La palabra extremismo es intrínsecamente relativa y, por ello, no ayuda a aclarar las cosas. La postura extremista de una persona es la centrista de otra. Además, a veces es bueno tender hacia la marginalidad social. Un “radical” en la Alemania Nazi era alguien que consideraba a los judíos como seres humanos a la par de los demás.

Tanto el fanático como el idealista están dispuestos a realizar enormes sacrificios por el objeto de sus convicciones, pero por motivos absolutamente distintos.

Al fanático lo que menos le importa es la verdad; se mantiene firme en su postura, con la mente cerrada, pese a enfrentarse con un mar de pruebas que le contradicen. No podemos hablar con fanáticos porque no están abiertos al diálogo; están totalmente absortos en sí mismos, sin pensar en nada más que en su propio ego.

Un idealista está comprometido con sus creencias, independientemente de cuán minoritarias o exigentes sean, porque estima con sinceridad que son ciertas. Con su pasión por la verdad, mantiene la mente abierta y desafía a los demás, no mediante un despliegue de potencia física, sino que con la fuerza del análisis intelectual. Podemos hablar con idealistas porque están abiertos al diálogo y dispuestos a que se les demuestre que están equivocados. El idealista se preocupa de que su causa sea justa, no de su propio ego.

Un idealista escucha; un fanático ni siquiera desea oír.

En resumen

La palabra extremismo es intrínsecamente relativa. A veces el extremismo es bueno.

Al fanático no le importa si su causa es justa o no; no está abierto al diálogo y permanece totalmente absorto en sí mismo.

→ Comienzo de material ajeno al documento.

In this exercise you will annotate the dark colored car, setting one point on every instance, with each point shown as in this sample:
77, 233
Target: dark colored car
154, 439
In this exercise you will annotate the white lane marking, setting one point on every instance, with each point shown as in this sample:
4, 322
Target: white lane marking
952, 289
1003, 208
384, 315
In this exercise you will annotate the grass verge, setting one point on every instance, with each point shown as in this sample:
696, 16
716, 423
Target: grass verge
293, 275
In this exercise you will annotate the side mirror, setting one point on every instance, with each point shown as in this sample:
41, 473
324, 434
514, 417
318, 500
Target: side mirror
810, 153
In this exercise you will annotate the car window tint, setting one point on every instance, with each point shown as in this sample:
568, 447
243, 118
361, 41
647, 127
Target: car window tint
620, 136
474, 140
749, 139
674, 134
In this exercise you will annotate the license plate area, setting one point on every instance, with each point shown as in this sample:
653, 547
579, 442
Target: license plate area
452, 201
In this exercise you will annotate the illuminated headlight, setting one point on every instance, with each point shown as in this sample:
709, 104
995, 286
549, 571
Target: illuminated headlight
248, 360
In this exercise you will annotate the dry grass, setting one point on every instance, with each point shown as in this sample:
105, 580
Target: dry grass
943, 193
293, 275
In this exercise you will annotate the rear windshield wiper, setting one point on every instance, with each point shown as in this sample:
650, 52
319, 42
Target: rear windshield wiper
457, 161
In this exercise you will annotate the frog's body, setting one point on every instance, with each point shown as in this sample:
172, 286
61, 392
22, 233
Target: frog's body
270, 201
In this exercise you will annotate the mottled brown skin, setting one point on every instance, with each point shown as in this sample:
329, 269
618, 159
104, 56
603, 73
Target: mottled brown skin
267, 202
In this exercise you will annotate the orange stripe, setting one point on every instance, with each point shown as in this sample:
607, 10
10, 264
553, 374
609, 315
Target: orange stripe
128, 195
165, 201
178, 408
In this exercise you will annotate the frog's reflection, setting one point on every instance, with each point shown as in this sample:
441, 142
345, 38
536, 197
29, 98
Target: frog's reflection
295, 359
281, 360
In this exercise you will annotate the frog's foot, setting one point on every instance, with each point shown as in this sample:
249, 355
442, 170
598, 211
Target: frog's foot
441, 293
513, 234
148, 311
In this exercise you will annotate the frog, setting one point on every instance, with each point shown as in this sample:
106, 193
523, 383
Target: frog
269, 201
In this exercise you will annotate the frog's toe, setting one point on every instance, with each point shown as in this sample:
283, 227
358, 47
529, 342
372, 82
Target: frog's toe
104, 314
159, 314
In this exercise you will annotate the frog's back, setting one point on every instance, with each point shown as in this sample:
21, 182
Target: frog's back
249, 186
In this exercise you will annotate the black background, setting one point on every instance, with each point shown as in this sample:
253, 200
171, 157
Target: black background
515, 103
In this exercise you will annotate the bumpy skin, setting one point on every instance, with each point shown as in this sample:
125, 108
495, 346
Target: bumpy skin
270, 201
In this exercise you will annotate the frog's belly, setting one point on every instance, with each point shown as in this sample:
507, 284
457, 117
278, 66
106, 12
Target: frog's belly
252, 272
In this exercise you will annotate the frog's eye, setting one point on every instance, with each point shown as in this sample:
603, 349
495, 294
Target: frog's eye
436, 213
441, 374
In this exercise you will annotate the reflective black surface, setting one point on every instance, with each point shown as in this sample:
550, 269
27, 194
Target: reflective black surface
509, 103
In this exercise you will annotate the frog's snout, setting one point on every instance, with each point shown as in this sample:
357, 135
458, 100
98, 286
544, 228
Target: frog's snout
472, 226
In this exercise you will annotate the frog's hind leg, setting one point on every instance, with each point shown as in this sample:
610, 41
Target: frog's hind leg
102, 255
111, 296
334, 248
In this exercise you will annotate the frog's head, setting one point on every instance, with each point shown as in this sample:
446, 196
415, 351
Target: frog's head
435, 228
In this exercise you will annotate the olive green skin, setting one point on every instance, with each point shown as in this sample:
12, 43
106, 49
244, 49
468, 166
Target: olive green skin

Al idealista lo único que le importa es la verdad y está abierto al diálogo; está totalmente comprometido a vivir según sus creencias sin importar cuán difícil le resulte.

Fuentes de referencia

1. Si eres una persona dotada de intelecto y entendimiento… estás obligado a utilizar tus facultades hasta que alcances un conocimiento claro y definido… En orden cronológico, el aprendizaje basado en la tradición debe necesariamente preceder al conocimiento que se adquiere por raciocinio, dado que quienes aprenden deben confiar en lo que les fue enseñado antes de que puedan adquirir conocimientos independientes. Sin embargo, podría reflejarse una falta de voluntad si alguien, capaz de alcanzar la certidumbre por el método de la demostración racional, confiara tan sólo en la tradición. Todos quienes están dotados de la capacidad necesaria tienen la obligación de investigar, con su raciocinio, todo lo que pueda adquirirse y traer pruebas capaces de ser respaldadas mediante un criterio ponderativo.